From the moment Rob Green joined the ever-lengthening list of England World Cup villains in Rustenberg, the team appear gripped by a collective terror of making even the most minor mistake lest they join Green on the tabloid hate list. For everything a reason.
And fear can sweep through a football team quicker than VD through a rock band.
The evidence is clear. Aaron Lennon, who has spent the last couple of seasons scorching the White Hart Lane touchlines and terrorising full-backs with his direct running has been reduced to a peripheral figure in the England team, whose first throught on the few occasions he does get the ball is always to cut inside and play a nice safe 10-yard pass to Frank Lampard. Won't get slaughtered for that.
At Spurs, his first thought is to tear down the touchline and get a cross in. Sometimes he loses the ball; but when he doesn't, a goalscoring chance is on the cards.
England have become so obsessed with the perceived importance of keeping the ball in international football they've entirely forgotten the importance of occasionally actually doing something with it.

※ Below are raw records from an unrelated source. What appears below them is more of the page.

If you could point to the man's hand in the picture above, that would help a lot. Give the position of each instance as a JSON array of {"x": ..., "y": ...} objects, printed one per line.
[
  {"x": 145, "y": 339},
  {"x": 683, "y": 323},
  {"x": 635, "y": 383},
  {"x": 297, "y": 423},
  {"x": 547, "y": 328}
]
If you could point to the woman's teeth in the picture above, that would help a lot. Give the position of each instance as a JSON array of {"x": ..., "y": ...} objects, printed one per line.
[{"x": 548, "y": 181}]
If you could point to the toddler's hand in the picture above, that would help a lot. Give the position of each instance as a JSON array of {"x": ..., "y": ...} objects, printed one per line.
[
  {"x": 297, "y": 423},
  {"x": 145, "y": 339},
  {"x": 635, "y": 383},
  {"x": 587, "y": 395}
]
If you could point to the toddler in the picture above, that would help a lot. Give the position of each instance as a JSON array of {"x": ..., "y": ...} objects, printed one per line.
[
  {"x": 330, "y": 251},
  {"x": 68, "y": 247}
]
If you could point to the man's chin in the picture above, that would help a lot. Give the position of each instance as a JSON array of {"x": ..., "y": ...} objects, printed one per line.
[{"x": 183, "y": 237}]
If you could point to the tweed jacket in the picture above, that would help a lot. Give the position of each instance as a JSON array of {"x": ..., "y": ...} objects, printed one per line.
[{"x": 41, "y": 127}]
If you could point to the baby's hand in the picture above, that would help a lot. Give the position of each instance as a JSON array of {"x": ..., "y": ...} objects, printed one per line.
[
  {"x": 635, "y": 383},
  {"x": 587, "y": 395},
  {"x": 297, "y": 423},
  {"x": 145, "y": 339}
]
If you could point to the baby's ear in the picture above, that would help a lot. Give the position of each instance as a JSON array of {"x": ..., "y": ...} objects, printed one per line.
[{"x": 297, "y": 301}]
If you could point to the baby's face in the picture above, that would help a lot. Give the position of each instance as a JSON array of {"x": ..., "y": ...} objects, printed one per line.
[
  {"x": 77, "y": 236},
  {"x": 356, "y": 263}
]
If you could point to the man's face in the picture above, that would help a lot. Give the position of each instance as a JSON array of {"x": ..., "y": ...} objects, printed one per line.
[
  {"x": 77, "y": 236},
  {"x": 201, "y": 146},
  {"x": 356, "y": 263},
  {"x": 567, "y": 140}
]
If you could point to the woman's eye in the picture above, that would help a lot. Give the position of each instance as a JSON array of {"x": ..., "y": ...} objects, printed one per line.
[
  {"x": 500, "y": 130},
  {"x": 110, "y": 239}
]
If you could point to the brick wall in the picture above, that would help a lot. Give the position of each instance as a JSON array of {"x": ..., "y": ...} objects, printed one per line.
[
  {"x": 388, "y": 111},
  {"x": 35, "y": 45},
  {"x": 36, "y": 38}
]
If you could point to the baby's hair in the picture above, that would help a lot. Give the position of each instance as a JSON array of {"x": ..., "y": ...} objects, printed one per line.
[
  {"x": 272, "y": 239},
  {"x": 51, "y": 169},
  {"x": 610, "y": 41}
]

Ashley Cole, perhaps the finest attacking left-back in the world, has hardly crossed the halfway line against two sides with the collective aggressive intent of a sloth on mogadon. Lampard, a marauding, all-action, goalscoring force of nature for Chelsea, is reduced to ambling around midfield and occasionally shooting over the bar from 25 yards. Emile Heskey looks a broken man whose continued inclusion must come close to breaching the Human Rights Act, and Wayne Rooney has regressed from potato-faced destroyer of defences to potato-faced runner-arounder, howling at himself, officialdom, supporters and the cruel pointlessness of existence itself.
The fear even seems to have spread to the previously unflappable coach himself, with Fabio Capello's reluctance to use Joe Cole at any stage in either of England's insipid displays thus far mystifying to all looking on from afar.

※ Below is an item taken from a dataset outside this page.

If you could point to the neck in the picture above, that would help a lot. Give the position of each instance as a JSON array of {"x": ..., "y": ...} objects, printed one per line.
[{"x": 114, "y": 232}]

These are not new problems. The frustration of talented club players suddenly gripped by the paralysing fear of tabloid-upsetting calamity in the national team's cause has been a problem for generations.
But what's so frustrating is that these are the very problems Capello had, apparently instantly and effortlessly, solved during a swaggering qualification campaign in which the goals and plaudits flowed like cheap supermarket lager.

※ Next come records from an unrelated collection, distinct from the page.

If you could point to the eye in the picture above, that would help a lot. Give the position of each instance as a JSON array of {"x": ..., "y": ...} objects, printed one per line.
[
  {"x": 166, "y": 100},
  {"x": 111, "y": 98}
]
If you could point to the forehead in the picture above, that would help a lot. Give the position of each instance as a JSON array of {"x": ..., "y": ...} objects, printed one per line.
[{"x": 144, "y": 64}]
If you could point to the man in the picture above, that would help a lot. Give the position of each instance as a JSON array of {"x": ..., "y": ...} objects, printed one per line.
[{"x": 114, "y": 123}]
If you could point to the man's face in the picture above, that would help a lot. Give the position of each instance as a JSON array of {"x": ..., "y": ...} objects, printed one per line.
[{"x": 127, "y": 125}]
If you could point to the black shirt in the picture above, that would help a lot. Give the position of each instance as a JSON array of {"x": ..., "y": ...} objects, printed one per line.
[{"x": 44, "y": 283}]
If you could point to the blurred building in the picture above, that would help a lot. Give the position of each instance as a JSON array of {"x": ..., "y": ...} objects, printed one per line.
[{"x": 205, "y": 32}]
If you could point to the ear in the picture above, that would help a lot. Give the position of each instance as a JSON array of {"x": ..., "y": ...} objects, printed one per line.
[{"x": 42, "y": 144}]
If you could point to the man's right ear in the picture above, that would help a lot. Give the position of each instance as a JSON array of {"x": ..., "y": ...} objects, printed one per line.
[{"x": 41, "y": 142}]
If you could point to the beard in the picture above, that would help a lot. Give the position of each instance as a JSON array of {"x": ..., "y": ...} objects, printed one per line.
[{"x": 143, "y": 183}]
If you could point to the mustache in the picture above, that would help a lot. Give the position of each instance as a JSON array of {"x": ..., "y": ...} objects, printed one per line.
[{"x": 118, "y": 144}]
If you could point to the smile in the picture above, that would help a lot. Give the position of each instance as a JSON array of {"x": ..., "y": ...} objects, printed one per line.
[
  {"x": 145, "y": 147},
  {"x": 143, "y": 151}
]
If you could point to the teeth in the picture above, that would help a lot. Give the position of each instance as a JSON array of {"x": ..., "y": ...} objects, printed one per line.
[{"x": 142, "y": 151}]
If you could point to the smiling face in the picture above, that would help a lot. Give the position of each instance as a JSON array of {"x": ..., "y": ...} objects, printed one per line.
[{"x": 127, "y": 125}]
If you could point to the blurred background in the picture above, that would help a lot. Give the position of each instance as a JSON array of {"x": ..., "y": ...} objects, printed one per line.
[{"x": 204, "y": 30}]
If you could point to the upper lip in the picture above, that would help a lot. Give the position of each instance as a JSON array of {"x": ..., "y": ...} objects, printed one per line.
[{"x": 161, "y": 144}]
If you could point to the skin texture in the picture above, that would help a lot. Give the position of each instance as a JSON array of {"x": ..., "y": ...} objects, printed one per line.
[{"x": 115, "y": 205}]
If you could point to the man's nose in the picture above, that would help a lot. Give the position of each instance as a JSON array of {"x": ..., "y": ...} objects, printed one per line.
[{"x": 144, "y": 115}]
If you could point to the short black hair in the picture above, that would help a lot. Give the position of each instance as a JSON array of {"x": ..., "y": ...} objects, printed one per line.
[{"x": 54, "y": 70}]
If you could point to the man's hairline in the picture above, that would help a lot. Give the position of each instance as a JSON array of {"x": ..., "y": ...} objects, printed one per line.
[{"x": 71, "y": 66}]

All is not lost: victory over what remains a deeply mediocre Slovenia side secures qualification and quite possibly top spot in Group C.
And it could be worse: since England's apparent disaster against Algeria the Italians have drawn with New Zealand, a fine result for the Azzurri in the rugby World Cup but not so much here, while the French have reacted to adversity/reinforced lazy national stereotyping by parking their metaphorical lorries on the allegorical motorway of their World Cup campaign.
But England must do something.
Forget everything and remember: wipe the last two games from the mind, and recall the freedom and verve that saw Croatia - a better side than any of England's group-stage opponents in South Africa - dispatched by an aggregate score of 9-2 in South Africa.
England qualified with attacking football that leads to stirring victories: in South Africa they've reverted to solid but uninspired defensive football that leads to defeat on penalties.
There is still time. Still time to face everybody and rule.
But unless they shake off the fear before Wednesday, Fabio's England are ruined.